Other statutory programs, such as the Clean Air Act, have a more limited SOL, so it will be critical to consider the authorizing legislation to determine which regulations are subject to challenge.

The elimination of Chevron deference also raises questions about the “respect” courts should (and will) accord challenged agency decisions on issues unrelated to the interpretation of ambiguous statutes. For example, while the Court recognizes in overruling Chevron deference that fact-finding remains the job of the agency, it also acknowledges that there will be complex issues involving mixed questions of law and fact, requiring courts to parse questions of statutory interpretation from agency factual determinations.
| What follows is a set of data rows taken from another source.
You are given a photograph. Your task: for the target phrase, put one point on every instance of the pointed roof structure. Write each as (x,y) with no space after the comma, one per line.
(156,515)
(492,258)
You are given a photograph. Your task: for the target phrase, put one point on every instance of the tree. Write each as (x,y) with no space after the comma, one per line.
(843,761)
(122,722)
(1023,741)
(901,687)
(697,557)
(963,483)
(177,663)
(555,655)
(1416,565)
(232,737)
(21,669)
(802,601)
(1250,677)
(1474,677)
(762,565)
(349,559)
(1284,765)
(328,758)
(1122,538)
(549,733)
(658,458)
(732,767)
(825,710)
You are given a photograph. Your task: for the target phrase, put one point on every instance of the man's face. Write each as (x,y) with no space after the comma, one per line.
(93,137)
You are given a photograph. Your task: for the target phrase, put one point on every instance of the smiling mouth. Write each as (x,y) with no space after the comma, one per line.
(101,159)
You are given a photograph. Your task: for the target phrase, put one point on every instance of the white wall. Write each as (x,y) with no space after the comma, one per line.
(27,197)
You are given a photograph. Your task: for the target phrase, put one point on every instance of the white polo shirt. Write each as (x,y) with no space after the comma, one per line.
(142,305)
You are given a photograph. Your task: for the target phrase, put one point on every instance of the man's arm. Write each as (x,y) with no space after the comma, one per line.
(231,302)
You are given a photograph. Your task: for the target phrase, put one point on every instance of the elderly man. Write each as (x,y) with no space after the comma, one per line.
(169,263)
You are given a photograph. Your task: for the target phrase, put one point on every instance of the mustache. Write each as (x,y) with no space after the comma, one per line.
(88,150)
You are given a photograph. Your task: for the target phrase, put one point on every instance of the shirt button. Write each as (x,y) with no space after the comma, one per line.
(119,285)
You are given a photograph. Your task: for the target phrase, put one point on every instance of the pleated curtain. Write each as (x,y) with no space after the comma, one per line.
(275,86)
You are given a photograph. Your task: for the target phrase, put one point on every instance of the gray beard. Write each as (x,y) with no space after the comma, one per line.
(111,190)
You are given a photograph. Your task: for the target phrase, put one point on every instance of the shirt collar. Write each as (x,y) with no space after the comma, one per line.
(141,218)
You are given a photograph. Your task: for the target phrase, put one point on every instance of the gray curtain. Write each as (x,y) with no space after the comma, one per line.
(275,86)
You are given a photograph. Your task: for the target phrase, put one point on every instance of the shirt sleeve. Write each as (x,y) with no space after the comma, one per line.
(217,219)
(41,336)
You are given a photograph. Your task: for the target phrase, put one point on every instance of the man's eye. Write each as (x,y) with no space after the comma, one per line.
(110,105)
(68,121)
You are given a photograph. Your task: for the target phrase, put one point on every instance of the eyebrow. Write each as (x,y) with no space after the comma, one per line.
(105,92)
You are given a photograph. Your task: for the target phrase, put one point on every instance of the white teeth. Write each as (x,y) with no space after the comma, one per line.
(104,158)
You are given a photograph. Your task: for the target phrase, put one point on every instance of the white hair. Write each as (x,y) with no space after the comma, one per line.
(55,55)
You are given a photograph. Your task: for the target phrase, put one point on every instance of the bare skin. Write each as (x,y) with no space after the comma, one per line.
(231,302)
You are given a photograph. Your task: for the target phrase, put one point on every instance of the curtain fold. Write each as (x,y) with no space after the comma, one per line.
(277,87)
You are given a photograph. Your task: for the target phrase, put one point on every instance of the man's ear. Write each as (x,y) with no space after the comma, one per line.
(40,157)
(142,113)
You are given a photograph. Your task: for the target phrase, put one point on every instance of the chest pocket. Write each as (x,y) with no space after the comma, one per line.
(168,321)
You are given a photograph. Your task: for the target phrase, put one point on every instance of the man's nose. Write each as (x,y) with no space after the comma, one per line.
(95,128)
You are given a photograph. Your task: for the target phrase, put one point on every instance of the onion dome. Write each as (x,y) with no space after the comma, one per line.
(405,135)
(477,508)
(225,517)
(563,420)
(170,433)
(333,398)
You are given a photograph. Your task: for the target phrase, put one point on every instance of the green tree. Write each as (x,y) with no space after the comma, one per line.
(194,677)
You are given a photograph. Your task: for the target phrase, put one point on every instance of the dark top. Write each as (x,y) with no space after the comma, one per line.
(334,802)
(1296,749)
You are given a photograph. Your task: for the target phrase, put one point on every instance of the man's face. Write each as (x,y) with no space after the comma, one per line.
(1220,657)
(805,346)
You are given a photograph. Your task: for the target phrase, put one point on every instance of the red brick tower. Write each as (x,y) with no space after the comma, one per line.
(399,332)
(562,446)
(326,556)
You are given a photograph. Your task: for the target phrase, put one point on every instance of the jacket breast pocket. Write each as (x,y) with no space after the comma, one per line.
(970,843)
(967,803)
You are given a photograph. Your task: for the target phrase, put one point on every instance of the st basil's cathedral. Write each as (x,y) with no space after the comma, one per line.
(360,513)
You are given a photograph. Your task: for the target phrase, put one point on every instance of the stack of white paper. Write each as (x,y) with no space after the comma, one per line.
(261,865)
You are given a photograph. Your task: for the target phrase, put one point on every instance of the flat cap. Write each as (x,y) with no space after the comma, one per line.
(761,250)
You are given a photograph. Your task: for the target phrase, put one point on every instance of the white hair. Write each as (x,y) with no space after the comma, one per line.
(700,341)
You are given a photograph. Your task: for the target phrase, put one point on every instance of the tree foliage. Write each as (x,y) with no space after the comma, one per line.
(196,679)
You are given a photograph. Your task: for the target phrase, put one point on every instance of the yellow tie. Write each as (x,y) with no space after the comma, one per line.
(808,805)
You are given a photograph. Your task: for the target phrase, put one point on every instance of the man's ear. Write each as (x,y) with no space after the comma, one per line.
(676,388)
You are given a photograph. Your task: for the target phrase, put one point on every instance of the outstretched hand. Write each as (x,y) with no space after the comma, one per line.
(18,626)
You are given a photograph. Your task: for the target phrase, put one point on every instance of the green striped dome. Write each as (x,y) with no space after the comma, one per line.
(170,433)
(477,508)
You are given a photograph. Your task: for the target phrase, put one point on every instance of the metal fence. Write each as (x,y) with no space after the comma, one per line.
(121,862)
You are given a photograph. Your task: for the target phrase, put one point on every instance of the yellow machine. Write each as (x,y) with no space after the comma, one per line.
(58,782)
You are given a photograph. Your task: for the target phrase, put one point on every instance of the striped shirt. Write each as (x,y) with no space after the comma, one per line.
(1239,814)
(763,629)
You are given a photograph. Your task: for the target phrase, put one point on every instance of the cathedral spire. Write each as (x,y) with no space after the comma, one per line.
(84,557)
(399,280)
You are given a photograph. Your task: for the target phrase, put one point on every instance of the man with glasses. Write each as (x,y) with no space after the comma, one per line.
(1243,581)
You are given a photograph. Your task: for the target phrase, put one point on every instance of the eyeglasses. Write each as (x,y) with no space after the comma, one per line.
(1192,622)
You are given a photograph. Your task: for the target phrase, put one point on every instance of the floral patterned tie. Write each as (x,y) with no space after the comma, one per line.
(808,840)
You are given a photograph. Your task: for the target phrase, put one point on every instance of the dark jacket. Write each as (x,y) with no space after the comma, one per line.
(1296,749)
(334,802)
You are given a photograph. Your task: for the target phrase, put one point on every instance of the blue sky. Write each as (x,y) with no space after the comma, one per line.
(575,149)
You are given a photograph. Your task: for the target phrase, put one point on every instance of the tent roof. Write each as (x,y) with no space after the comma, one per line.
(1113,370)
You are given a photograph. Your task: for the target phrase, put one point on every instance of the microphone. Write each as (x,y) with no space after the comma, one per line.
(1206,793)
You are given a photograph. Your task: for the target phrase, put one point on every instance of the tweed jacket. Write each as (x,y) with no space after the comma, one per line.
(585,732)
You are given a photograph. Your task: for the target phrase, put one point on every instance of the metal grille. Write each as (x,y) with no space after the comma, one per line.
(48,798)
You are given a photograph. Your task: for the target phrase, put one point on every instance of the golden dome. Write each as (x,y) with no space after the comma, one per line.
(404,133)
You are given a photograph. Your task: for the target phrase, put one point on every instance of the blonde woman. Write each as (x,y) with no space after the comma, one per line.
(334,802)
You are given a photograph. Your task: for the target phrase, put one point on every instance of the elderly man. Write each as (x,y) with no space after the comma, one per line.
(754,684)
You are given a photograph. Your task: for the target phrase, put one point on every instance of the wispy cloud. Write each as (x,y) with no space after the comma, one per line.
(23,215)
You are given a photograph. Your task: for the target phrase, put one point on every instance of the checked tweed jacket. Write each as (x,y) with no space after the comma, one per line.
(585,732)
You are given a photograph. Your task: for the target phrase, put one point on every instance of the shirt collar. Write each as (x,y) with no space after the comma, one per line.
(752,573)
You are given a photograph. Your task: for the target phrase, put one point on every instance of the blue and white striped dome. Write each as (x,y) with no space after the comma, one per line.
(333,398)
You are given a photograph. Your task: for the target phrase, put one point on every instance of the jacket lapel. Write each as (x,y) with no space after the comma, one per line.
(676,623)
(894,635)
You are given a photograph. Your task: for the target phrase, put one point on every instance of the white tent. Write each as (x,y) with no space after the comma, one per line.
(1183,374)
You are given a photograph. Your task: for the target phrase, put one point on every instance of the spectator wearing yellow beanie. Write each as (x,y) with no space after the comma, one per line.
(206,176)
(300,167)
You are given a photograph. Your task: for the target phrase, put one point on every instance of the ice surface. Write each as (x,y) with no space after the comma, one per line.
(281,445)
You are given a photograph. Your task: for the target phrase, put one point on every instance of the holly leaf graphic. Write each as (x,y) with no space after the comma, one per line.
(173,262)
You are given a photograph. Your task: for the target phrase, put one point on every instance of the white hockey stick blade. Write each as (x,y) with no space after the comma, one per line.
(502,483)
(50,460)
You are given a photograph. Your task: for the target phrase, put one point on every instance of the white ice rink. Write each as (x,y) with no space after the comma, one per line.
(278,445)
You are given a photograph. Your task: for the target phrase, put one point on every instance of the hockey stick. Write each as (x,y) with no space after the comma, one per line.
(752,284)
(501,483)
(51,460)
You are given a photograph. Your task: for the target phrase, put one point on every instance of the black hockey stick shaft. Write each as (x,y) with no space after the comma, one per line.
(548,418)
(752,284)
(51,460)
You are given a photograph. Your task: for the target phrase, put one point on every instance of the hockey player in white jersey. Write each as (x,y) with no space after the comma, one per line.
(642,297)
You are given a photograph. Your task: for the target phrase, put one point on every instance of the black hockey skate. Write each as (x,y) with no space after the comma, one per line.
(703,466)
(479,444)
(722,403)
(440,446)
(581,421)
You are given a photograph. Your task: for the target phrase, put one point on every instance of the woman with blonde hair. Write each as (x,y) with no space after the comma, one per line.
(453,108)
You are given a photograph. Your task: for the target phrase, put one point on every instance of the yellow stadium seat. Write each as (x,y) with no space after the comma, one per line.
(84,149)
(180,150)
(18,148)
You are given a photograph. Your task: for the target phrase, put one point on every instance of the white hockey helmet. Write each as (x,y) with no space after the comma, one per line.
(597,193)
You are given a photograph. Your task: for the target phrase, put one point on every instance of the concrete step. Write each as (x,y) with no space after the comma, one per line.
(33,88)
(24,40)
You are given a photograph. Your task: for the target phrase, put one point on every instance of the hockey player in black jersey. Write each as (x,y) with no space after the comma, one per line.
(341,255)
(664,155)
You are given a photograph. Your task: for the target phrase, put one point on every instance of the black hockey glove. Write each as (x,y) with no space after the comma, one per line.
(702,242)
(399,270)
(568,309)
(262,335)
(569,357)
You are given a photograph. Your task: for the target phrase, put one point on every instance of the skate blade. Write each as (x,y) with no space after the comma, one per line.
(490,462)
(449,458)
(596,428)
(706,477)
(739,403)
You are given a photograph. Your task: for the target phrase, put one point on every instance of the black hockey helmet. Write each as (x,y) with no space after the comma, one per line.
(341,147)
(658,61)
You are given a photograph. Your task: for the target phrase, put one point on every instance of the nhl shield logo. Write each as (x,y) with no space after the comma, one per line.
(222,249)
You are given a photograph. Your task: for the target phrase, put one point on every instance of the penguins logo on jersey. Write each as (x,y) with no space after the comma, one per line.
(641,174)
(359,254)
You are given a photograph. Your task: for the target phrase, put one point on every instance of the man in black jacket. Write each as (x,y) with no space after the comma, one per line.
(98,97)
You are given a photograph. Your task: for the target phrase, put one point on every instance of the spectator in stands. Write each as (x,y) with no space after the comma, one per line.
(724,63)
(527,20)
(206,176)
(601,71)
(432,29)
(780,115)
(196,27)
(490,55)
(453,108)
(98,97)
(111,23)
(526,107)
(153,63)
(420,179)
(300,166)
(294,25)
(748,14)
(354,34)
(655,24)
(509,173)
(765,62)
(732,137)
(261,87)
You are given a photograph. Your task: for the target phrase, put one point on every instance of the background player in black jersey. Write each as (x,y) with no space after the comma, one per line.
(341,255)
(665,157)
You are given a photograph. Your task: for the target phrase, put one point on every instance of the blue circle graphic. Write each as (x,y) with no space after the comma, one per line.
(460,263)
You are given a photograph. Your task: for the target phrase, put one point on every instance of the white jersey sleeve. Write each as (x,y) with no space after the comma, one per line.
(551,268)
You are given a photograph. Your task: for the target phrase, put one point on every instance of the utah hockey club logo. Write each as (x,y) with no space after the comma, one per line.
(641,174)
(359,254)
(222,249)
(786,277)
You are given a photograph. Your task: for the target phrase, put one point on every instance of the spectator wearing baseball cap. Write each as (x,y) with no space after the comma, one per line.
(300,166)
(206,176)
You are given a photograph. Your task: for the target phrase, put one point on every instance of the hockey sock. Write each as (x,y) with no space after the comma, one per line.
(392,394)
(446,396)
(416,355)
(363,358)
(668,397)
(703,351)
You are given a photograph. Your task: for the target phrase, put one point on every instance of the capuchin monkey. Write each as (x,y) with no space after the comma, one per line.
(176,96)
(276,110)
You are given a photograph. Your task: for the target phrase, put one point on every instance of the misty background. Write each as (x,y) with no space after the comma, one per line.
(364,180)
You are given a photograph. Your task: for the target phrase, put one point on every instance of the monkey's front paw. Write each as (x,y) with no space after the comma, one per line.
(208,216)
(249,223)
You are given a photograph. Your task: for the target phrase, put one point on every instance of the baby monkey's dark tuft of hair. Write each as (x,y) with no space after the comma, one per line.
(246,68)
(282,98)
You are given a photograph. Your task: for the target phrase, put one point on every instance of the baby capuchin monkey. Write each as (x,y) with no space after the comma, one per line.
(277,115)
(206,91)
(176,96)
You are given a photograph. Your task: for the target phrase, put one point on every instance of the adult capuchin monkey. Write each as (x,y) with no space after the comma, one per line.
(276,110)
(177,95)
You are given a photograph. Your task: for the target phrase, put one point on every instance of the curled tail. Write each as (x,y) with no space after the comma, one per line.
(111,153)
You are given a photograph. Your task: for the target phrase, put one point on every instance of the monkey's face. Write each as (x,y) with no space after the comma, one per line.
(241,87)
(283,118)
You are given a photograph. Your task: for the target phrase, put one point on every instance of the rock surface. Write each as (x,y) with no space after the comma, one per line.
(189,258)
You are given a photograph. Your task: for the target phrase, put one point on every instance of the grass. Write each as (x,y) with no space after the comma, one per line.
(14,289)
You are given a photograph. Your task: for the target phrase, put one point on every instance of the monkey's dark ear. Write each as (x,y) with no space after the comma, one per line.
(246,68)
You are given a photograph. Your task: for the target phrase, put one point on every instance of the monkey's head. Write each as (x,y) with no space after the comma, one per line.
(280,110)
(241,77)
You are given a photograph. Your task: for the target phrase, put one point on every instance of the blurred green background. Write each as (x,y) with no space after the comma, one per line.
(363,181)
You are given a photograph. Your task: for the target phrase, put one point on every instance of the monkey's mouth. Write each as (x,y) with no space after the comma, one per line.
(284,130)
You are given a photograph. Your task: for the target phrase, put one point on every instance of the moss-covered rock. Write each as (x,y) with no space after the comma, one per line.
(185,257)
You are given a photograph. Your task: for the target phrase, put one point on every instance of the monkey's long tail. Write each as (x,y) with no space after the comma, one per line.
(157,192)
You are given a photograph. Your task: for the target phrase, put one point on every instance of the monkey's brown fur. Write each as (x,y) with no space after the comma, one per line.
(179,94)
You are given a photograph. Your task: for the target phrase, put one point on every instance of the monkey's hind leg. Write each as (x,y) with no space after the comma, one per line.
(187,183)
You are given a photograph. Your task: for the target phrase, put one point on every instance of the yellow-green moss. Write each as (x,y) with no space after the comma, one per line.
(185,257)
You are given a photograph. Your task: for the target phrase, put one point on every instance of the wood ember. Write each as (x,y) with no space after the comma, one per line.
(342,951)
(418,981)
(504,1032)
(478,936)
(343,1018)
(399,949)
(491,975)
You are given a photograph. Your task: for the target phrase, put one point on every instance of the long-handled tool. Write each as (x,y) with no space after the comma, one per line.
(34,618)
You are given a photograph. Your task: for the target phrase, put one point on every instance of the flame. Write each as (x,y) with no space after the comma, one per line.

Similarly, the Court acknowledges that courts “must respect” express congressional delegations of authority to an agency but observes that it is the role of the courts to ensure that the agency acts within the authority delegated to it. Both questions present the potential for a further erosion of agency authority and are likely to engender significant legal challenges and potentially conflicting decisions from lower courts. In the environmental regulatory context, this could prove significant, particularly for the regulated community, which often faces compliance requirements in multiple jurisdictions.

PROMULGATION OF NEW ENVIRONMENTAL REGULATIONS

For agencies tasked with implementing US environmental laws, the impact will extend beyond defending existing regulations to the promulgation of new regulations. Agencies likely will devote significant additional effort to creating an administrative record for new regulations to support the reasonableness of decisions made, to support the correctness of those decisions, and to confirm that the agency is acting within the scope of the authority Congress delegated to it. This is likely to be particularly true for regulations addressing issues of significant public interest, such as climate change.

ENACTMENT OF NEW ENVIRONMENTAL LAWS

The Court’s decision ending Chevron deference is likely to affect the enactment of new environmental laws as well. Congress likely will seek to be more explicit in the future when and in how it grants agencies authority to promulgate regulations under new laws—something that also is necessary to address the major questions doctrine articulated in West Virginia v. EPA.

Congress also may seek to amend existing laws to effectuate congressional intent on issues where current laws are silent or ambiguous.